The conformal quantile $\hat{q}$ is then a compromise between these heterogeneous score distributions. It overcovers at low-leverage points (where the scores were artificially deflated) and undercovers at high-leverage points (where the scores were artificially inflated). This is precisely the conditional coverage failure described in Part 3, reintroduced by the sign flip.

Localized CP: Convergence and the Curse of Dimensionality

Under regularity conditions (smooth conditional distribution of $Y \mid X$, appropriate bandwidth decay as $n_2 \to \infty$), the weighted quantile in localized CP converges to the conditional quantile $Q_{1-\alpha}(|Y - \hat{f}(X)| \mid X = x)$. This provides approximate conditional coverage.

The effective sample size at a test point $x$ is:

$$n_{\text{eff}}(x) = \frac{\left(\sum_i w_i(x)\right)^2}{\sum_i w_i(x)^2}$$

In dimension $p$, if the bandwidth scales as $b \sim n_2^{-1/(4+p)}$ (optimal for nonparametric estimation), the effective sample size scales as $n_{\text{eff}} \sim n_2^{4/(4+p)}$. For $p = 30$, this is $n_{\text{eff}} \sim n_2^{4/34} \approx n_2^{0.12}$. With $n_2 = 5000$, the effective sample size is approximately $5000^{0.12} \approx 3.1$ — barely enough to define a quantile, let alone a reliable one.

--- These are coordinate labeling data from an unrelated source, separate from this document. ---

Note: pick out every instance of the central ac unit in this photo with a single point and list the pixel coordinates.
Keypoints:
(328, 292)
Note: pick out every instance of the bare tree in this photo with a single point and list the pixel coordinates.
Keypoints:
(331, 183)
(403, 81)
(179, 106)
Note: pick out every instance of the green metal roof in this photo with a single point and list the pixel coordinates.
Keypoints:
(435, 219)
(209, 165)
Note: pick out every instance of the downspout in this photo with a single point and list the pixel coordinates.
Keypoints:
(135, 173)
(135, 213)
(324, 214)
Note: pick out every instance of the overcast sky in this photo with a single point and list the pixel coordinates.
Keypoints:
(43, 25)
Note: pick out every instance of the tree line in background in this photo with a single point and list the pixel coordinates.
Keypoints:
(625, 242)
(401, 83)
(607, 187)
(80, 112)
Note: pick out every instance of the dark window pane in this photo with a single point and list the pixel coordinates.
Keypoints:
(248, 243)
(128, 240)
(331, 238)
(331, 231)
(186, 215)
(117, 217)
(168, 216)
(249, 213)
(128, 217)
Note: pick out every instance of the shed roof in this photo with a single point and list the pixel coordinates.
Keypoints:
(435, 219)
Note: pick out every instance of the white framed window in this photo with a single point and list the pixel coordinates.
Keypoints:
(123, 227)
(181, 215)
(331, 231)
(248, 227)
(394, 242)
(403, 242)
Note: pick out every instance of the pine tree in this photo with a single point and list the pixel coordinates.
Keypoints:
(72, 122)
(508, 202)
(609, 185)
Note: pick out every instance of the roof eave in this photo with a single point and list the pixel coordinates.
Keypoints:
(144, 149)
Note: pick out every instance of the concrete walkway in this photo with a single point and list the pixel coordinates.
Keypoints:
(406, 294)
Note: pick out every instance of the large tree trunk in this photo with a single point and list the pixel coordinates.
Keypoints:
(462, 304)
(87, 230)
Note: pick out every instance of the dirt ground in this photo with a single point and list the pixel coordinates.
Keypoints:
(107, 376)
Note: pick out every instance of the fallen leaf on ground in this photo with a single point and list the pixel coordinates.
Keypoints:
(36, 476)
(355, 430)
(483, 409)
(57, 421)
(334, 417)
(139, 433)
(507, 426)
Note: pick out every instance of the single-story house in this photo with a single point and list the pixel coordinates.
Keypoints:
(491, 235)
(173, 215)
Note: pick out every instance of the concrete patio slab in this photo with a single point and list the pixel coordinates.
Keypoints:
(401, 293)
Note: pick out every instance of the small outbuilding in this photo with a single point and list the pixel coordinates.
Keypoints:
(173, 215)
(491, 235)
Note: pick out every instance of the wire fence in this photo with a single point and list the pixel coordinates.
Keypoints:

Furthermore, the kernel in Localized CP operates in the original feature space, measuring Euclidean (or Mahalanobis) distance. But in linear regression, the prediction difficulty depends on leverage $h(x) = x^\top(\mathbf{X}^\top\mathbf{X})^{-1}x$ — a specific quadratic form in the features, not the raw distance. A kernel that localizes in Euclidean distance may assign similar weights to two calibration points that differ substantially in leverage (if they happen to be equidistant from $x$ but in different directions relative to the training data covariance).

Formal Comparison

	CQR	Studentized CP	Localized CP
Auxiliary models	2 quantile regressors	1 scale estimator	None
Hyperparameters	QR model hyperparams	Scale model hyperparams	Kernel, bandwidth
Cost per test point	$O(1)$	$O(1)$	$O(n_2)$
Sign flip	Partial (QR trained on $D_1$)	Full ($\hat{\sigma}$ inverts $h$-dependence)	None
Adaptation source	Learned $\hat{Q}_{\text{hi}} - \hat{Q}_{\text{lo}}$	Estimated $\hat{\sigma}(x)$	Local calibration quantile
Score exchangeability	Exact (by construction)	Violated ($h$-dependent inflation)	Approximate (weighted)
High-$p$ behavior	Depends on QR model	Sign flip worsens ($h$ variation grows)	Effective sample size collapses

An Open Question

Every existing adaptive method either trains extra models (CQR, Studentized) or adds per-test-point computational cost (Localized). Each has genuine merit, and the right choice depends on the application. But a natural question emerges: is there a simpler path? One that uses structural information the data already provides, without training auxiliary models or paying high per-test-point costs?

The Parts 4–6 of this series showed that the design matrix geometry — specifically, leverage scores — directly controls prediction error variance. Whether and how that geometric information can be brought to bear on the problem of adaptive prediction intervals remains an interesting direction.